I am sure that if you follow me on FB or twitter, you know that I thoroughly enjoyed this book! Let me tell you a bit more about it…
I went book shopping a little while ago in one of my favourite second hand bookshops and I found it in the travel section, i often look in the travel because though I don’t do much of it myself, I do enjoy reading about others that have. Not all of them mind you, I like the quirky and interesting travel books, I remember one that I read a good many years ago called Around Ireland with a fridge, again I thoroughly enjoyed it. So, when I discovered this tome of a book, it was a given that it was coming home with me!
What I didn’t realise was that Riaan Manser was the very same man who went around Iceland on a Kayak, imagine my delight when I found out it was! I fell further in love with this intrepid traveller…
Firstly, I have to say, that I could never travel around Africa on a bicycle, the main reason being is that I cannot ride a bicycle, well, not very well and definitely not through terrain like Riaan had to traverse. So, why did I enjoy this book so much, that it even inspired me to go searching google and find him so that I could request an interview?
My first and foremost reason, is that he travelled Africa. Yes, I am born and bred South African but I have not travelled further than the Eastern Cape. I have not had the pleasure of meeting ‘real African wild life’ (bar from the animals that I see on the game farm on the way to and from my daughter’s school – including a zebra which seems to have come out of hiding and elephants at Addo), I haven’t experienced ‘African Food’ and the people of Africa are of such a wide array, I can honestly see why we are called the Rainbow Nation.

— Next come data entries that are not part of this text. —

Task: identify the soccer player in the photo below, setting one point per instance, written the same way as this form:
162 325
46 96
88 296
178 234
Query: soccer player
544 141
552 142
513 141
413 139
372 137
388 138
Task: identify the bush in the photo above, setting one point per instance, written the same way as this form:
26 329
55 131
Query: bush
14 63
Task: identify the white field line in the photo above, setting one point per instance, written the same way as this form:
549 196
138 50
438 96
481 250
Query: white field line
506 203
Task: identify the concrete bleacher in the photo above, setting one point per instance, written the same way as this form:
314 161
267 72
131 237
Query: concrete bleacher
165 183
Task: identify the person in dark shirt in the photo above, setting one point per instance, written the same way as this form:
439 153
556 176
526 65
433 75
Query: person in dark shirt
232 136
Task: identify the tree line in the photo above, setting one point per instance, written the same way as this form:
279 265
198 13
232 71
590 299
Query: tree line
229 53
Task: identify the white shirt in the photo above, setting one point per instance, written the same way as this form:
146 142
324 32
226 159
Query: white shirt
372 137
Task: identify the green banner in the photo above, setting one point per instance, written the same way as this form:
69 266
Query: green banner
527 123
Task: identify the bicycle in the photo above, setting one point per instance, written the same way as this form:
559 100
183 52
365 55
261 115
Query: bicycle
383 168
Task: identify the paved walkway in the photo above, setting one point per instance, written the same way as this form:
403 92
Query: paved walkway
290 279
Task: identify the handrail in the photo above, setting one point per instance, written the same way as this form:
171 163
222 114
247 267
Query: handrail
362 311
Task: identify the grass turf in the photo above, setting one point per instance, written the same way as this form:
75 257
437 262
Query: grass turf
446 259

but he did, and on a bicycle no less!
36 500 kilometers and 34 countries,with experiences that most of us would cringe at. I have the utmost respect and admiration for someone who can put away the creature comforts of our Western civilisation, go it alone and appreciate each and every one of his experiences. And experiences he had, many of them, which personally I think could shape ones internal life, spiritual and physical.
“Here I seemed to understand things about myself and the world itself that I had never understood or even thought of before. Like finding the places to put difficult puzzle pieces of a giant puzzle. nothing flashy happens but inside you know and understand that the puzzle is nearly completed. I don’t think it could have happened anywhere else on the planet.” – Riaan Manser.
Travelling from the V&A waterfront all along the coast line and coming back into Cape Town again, Riaan met many people on his journey, both good and bad and what I really enjoyed about this book is that he doesn’t hold back on spilling the beans on the ‘bad’ people. Both sides are mentioned but it is refreshing to see that usually kindness wins out on the most part. With a good few terrifying experiences, Riaan faces many of his fears in his determination to circumnavigate Africa.
It is a truly inspirational read and I urge to find yourself a copy and get stuck into its 700 pages, for South Africans and non South Africans alike, this will open your eyes to our country and its vast array of different people who inhabit it.